By Peter Shin, Jessica Sharac, and Sara Rosenbaum
In a previous analysis, we estimated the effects of widespread Medicaid disenrollment under Kentucky’s approved Medicaid work experiment on that state’s community health centers. In that analysis, we found that because Medicaid represents such a significant proportion of health center funding, deep eligibility reductions under the experiment could be expected to trigger significant revenue losses that, in turn, would cause major reductions in health care capacity, clinical and patient support staffing and ultimately, the number of patients served.
This updated health center impact analysis takes on additional and important meaning. In re-approving Kentucky’s work experiment proposal, the Centers for Medicare and Medicaid Services explicitly requires Kentucky officials to inform beneficiaries losing Medicaid coverage about community health centers, which by law offer affordable primary health care regardless of ability to pay. Given this apparent reliance by federal officials on health centers to cushion the impact of large-scale coverage losses, a critical question becomes the potential impact of Medicaid enrollment reductions on health centers’ capacity tocontinue their current service levels or even expand capacity to meet the needs of a growing uninsured population.
This revised estimate uses a more recent beneficiary impact estimate prepared by Leighton Ku and Erin Brantley. Their newest analysis reflects the actual implementation of a work experiment, as experienced by beneficiaries living in Arkansas, a state with similarly high poverty rates and widespread dependence on Medicaid.
In their updated analysis, Ku and Brantley estimate that between 26 percent and 41percent of the target population will lose coverage in the first year of implementation alone.
Using this revised Medicaid enrollment impact estimate, we update our earlier health center impact assessment. We combine these revised disenrollment estimates with updated data from community health centers derived from the 2017 Uniform Data System information reported to HHS by all health centers. We use a similar methodology employed in our earlier analysis to estimate the impact on health center revenue, staffing, and patient care capacity.

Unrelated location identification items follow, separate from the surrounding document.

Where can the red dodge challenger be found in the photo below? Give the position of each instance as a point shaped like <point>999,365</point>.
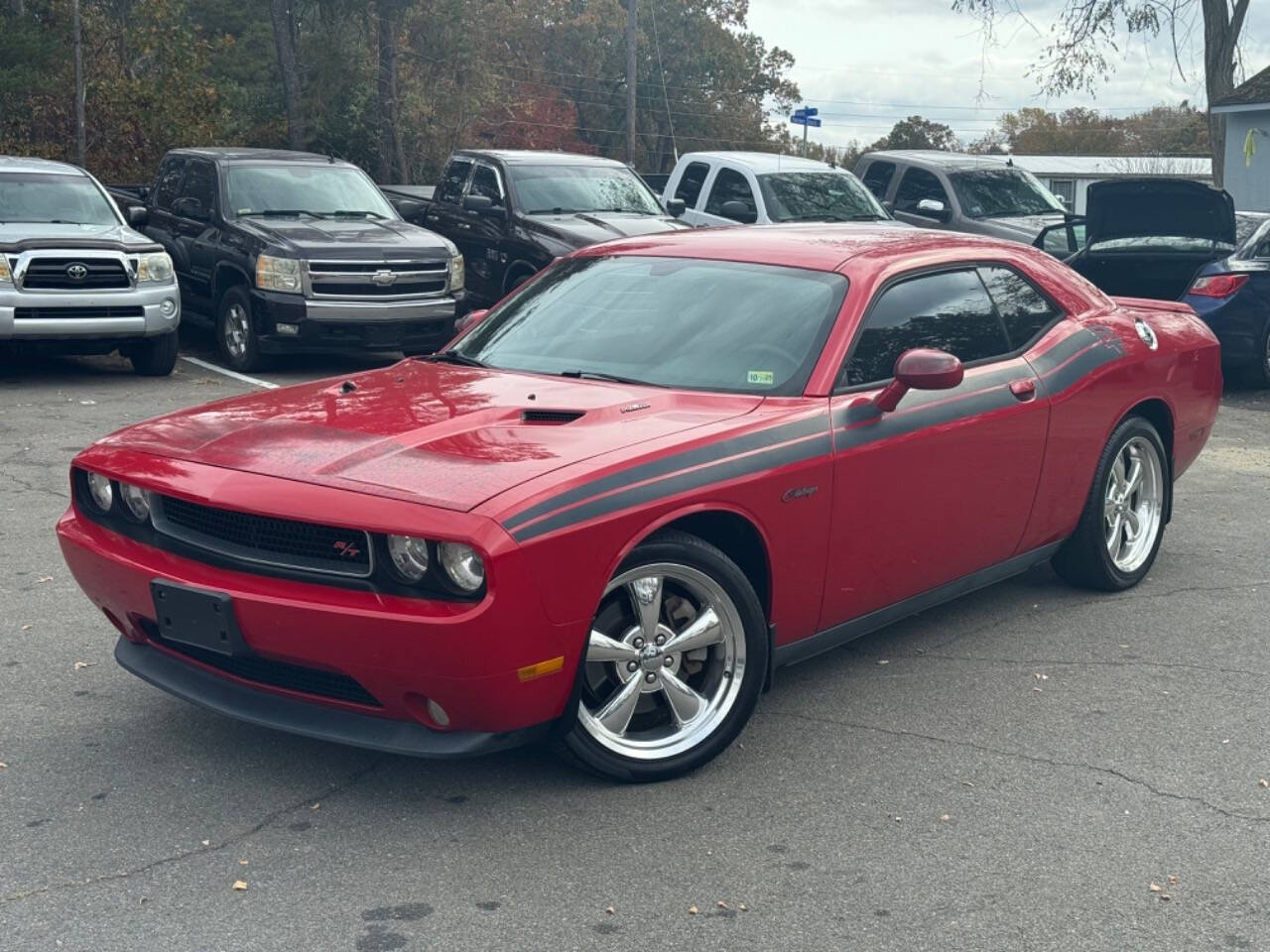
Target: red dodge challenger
<point>640,484</point>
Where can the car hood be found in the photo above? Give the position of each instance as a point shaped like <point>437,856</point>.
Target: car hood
<point>440,434</point>
<point>585,229</point>
<point>348,238</point>
<point>1157,207</point>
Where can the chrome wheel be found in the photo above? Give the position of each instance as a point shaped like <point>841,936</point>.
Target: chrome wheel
<point>236,330</point>
<point>1133,504</point>
<point>665,661</point>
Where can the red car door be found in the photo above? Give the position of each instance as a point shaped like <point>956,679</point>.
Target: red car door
<point>942,486</point>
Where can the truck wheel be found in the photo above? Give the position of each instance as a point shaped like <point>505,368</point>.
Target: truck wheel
<point>155,357</point>
<point>235,336</point>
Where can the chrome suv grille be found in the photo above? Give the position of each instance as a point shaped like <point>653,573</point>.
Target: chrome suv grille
<point>263,539</point>
<point>75,275</point>
<point>377,280</point>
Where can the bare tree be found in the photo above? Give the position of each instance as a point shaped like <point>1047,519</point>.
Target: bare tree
<point>1086,35</point>
<point>285,42</point>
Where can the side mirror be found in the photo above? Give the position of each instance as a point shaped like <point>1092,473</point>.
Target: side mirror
<point>738,211</point>
<point>921,368</point>
<point>933,208</point>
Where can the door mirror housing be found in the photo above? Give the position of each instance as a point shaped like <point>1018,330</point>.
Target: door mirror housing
<point>921,368</point>
<point>934,208</point>
<point>738,211</point>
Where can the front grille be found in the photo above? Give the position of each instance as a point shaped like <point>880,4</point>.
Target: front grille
<point>264,539</point>
<point>275,674</point>
<point>54,275</point>
<point>377,280</point>
<point>30,313</point>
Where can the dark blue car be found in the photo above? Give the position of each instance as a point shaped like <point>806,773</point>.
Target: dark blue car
<point>1179,240</point>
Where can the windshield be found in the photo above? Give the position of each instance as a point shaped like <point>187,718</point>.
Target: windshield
<point>70,199</point>
<point>1002,193</point>
<point>667,321</point>
<point>818,195</point>
<point>547,189</point>
<point>304,186</point>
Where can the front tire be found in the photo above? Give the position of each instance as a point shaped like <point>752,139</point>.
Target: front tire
<point>675,662</point>
<point>1123,525</point>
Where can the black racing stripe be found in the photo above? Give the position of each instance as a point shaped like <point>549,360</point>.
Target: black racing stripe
<point>671,463</point>
<point>804,449</point>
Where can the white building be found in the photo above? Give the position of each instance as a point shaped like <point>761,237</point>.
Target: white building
<point>1070,176</point>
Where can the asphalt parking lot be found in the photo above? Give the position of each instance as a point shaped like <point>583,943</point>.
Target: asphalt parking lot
<point>1028,769</point>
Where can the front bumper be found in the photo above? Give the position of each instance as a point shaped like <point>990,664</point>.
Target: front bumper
<point>87,315</point>
<point>417,325</point>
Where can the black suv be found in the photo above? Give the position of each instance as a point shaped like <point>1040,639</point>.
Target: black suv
<point>294,252</point>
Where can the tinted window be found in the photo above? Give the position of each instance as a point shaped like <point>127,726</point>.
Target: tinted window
<point>169,181</point>
<point>485,184</point>
<point>878,178</point>
<point>691,181</point>
<point>916,185</point>
<point>670,321</point>
<point>1023,308</point>
<point>948,311</point>
<point>200,184</point>
<point>729,185</point>
<point>452,182</point>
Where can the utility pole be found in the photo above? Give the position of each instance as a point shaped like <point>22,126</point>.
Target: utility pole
<point>77,42</point>
<point>631,84</point>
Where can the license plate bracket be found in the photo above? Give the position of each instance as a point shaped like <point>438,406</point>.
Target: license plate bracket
<point>197,617</point>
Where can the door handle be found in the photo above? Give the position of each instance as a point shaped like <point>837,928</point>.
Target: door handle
<point>1024,389</point>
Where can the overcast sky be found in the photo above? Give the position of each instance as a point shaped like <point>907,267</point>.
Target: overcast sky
<point>867,62</point>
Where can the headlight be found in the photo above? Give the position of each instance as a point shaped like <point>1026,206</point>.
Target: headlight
<point>155,267</point>
<point>409,556</point>
<point>99,488</point>
<point>277,275</point>
<point>137,500</point>
<point>462,565</point>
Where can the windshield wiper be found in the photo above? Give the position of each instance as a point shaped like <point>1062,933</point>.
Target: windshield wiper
<point>453,357</point>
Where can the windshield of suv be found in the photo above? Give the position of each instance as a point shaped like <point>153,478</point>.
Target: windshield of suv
<point>818,195</point>
<point>66,199</point>
<point>304,186</point>
<point>667,321</point>
<point>558,189</point>
<point>1002,193</point>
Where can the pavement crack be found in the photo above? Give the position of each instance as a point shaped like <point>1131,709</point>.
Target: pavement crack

Health center care for Medicaid patients and reliance on Medicaid. In 2017, Kentucky health centers served 461,552 patients – early one in every nine (10.5 percent) Kentucky residents. That year, health centers derived 43 percent of their total operating revenue from Medicaid.
Impact of a major decline in Medicaid enrollment among health center patients. As with all healthcenters, those in Kentucky must offer the full range of available services not only to insured patients but also to those who are uninsured. This means that as a single source of revenue declines, the effects will be felt not only by the population subgroup directly tied to that revenue stream but by the patient population as a whole. In 2017, Kentucky health centers served a total of 215,773 Medicaid patients, of whom 119,892 (56 percent) were adults.
Applying the Ku and Brantley enrollment impact revision to Medicaid-covered adult health center patients, we estimate that between 31,172 and 49,156 beneficiaries are at risk for loss of coverage. Some may qualify for a work exemption (e.g., pregnant women, the medically frail), but the at-risk group could exceed 40 percent of all Medicaid-enrolled adult patients, which translates into between 14 percent and 23 percent of the total Medicaid-enrolled health center patient population. The exemption process, particularly exemptions tied to health status, will necessarily entail applications, eligibility determinations, and renewal procedures; it is not possible to know, ultimately what percentage of this at-risk population may regain coverage, nor can health centers rely on speculative outcomes in planning how to deal the loss of revenue among their adult patients.
Furthermore, Kentucky’s low-wage, part-time employed workers have almost no access to employer-sponsored coverage. Therefore, we assume no offsetting revenue gains from private health insurance.
This estimate of the at-risk adult patient population translates into Medicaid revenue losses of between $24 million and $37 million, resulting in a six to ten percent total revenue loss. Applying total revenue losses to total staff and patients served in 2017, staffing losses would be between 196 and 309 staff -- as much as ten percent of all health center staff in 2017. This staffing decline in turn translates into significant community job losses. This staffing loss also can be expected to trigger a decline in patient service capacity of between 28,842 and 45,481 patients, or between six and ten percent of total patients.